Here's the long con, degen-style: the attacker spent a leisurely nine months accumulating a truly chonky position in Thena's THE token. According to blockchain sleuths at PeckShield, the war chest for this accumulation was a tidy 7,400 ETH, freshly laundered through everyone's favorite crypto tumbler, Tornado Cash.
The galaxy-brain play? Donating over 36 million THE directly to the vTHE contract's back door, completely sidestepping the usual cap checks. This clever trick artificially jacked up the market's exchange rate by a factor of 3.8x. Venus has since confirmed this code loophole, which basically let someone skip the line, is now getting patched.
Armed with this freshly inflated paper wealth, the attacker then used THE as collateral to borrow a bunch of other assets, only to turn around and buy even more THE in its illiquid market. This self-referential buying spree successfully pumped THE from a humble ~$0.26 to nearly $0.56—a classic "pump" before the inevitable "dump."
Venus was quick to clarify this wasn't your run-of-the-mill flash loan attack; their price oracles did their job correctly, and the separate Venus Flux system wasn't even invited to the chaos.
The exit strategy was as elegant as it was brutal: the attacker sold their THE stack, causing its price to crater over 17% in under 24 hours and triggering a cascade of liquidations.

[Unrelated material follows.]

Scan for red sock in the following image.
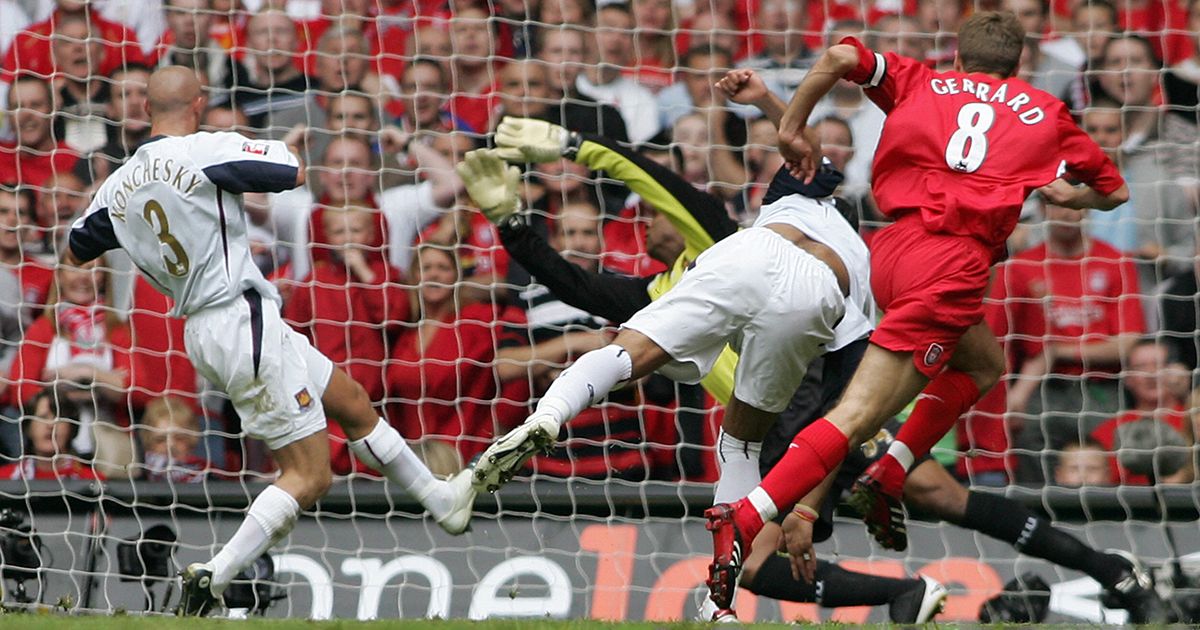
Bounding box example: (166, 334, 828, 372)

On-chain estimates suggest the culprit sauntered away with between $3.7 million and $5.8 million in various assets, including tokenized bitcoin, BNB, and the ever-popular stablecoins.
The damage was largely quarantined to the THE token itself and, to a much lesser extent, CAKE. Crucially, no user funds chilling in other, unaffected pools were touched—so your yield farm is probably safe, for now.

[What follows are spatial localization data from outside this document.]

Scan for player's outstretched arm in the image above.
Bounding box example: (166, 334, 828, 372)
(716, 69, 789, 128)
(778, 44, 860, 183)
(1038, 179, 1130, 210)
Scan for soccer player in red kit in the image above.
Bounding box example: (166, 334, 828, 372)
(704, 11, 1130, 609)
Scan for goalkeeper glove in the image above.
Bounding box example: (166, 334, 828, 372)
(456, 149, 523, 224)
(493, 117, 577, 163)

In response, Venus hit the big red button: pausing THE borrows and withdrawals, slashing THE's collateral factor to a big fat zero, and tightening risk parameters on other markets now sweating bullets, including BCH, LTC, and AAVE.

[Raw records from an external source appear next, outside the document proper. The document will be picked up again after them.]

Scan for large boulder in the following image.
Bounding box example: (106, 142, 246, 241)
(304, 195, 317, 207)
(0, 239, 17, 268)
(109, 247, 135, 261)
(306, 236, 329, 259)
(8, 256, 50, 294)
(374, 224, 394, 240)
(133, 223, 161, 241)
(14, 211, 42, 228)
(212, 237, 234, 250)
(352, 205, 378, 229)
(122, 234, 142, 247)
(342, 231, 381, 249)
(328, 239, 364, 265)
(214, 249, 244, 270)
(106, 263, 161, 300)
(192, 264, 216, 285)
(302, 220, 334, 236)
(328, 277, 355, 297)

In a twist that won't surprise any crypto native, the community had actually flagged the attacking address beforehand. Venus defended its prior inaction, stating that at the time, "no rules had been broken, and no exploit had occurred." The protocol leaned into its decentralized, permissionless ethos, arguing it can't just freeze addresses on a hunch—highlighting the eternal tension between safety and censorship-resistance in DeFi.
Now, it's governance season. The community must figure out how to plug the $2.15 million hole, likely by dipping into the protocol's risk fund. Time to see if decentralized decision-making can clean up a decentralized mess.